Should I read the first 100 replies or go straight to the cock jokes ?
99: I'm sorry, but it's been taken. But I'll try to come to the next NYC-up. Cough suggest somewhere, anywhere but Fresh Salt cough for God's sake people cough.
76: I want to be comfortable liking Harry Crews, but I feel like that's not too far removed from liking Hunter S. Thompson or H.L. Mencken. Also, I thought The Knockout Artist and Muscle were not that great.
26,28,30,60,63:
Love The Gone-Away World but was probably a bit too gushy about it in my review, but then I'm a sucker for these sort of books. (Liked The Raw Shark Texts as well.)

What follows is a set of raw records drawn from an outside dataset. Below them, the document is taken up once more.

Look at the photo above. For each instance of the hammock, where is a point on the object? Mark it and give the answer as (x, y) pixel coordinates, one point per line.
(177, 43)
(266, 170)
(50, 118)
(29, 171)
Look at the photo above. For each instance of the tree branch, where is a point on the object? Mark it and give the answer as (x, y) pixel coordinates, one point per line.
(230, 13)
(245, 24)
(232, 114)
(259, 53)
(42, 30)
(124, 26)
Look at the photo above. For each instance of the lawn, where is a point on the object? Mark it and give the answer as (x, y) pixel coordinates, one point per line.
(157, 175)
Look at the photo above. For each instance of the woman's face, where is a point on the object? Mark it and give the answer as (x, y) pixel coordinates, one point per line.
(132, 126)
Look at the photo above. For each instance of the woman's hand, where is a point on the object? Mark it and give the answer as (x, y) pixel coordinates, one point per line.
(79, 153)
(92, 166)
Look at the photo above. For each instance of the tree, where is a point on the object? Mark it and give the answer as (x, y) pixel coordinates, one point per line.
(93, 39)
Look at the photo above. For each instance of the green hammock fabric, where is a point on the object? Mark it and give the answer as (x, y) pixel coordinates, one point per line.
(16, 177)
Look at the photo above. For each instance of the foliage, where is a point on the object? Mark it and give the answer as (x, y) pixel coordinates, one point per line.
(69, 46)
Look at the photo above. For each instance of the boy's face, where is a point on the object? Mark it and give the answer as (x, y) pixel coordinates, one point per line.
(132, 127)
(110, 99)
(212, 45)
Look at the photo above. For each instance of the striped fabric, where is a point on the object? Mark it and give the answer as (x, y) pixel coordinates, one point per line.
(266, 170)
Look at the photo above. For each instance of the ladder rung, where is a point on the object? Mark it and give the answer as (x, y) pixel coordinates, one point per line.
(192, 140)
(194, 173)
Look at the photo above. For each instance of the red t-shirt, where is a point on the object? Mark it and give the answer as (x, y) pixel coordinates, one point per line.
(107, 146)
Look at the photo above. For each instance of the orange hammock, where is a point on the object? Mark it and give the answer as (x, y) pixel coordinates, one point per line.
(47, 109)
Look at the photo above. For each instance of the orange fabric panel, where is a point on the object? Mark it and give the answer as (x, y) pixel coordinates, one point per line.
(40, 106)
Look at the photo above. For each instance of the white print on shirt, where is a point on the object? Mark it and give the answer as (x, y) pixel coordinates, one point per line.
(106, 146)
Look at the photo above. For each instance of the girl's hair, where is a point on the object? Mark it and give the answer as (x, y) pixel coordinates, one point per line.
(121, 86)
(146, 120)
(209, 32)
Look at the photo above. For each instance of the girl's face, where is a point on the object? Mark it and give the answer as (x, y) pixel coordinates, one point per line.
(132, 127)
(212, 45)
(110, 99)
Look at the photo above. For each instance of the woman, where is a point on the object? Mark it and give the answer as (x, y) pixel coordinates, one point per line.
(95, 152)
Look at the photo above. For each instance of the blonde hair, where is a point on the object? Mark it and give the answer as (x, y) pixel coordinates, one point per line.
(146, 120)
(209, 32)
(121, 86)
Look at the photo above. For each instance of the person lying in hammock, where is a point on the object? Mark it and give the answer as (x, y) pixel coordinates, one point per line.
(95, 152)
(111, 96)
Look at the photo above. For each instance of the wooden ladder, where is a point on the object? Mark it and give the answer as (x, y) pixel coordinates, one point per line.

I feel like that's not too far removed from liking Hunter S. Thompson or H.L. Mencken.
Nothing wrong with Hunter S. Thompson and H.L. Menken. Or at least, nothing that a brain transplant couldn't fix.
Try asking colleagues in other fields/nicking their course outlines? The physics/bio/chem/wevs people might have a system you can repurpose easily.
Well, I ended up getting displaced. I'm not hosting until September now. Our August book is The Immortal Life of Henrietta Slacks, which looks great.
That is supposed to be good and Henrietta is fully grown when she dies.
109: I thought it was terrible, like a book-length Time magazine article.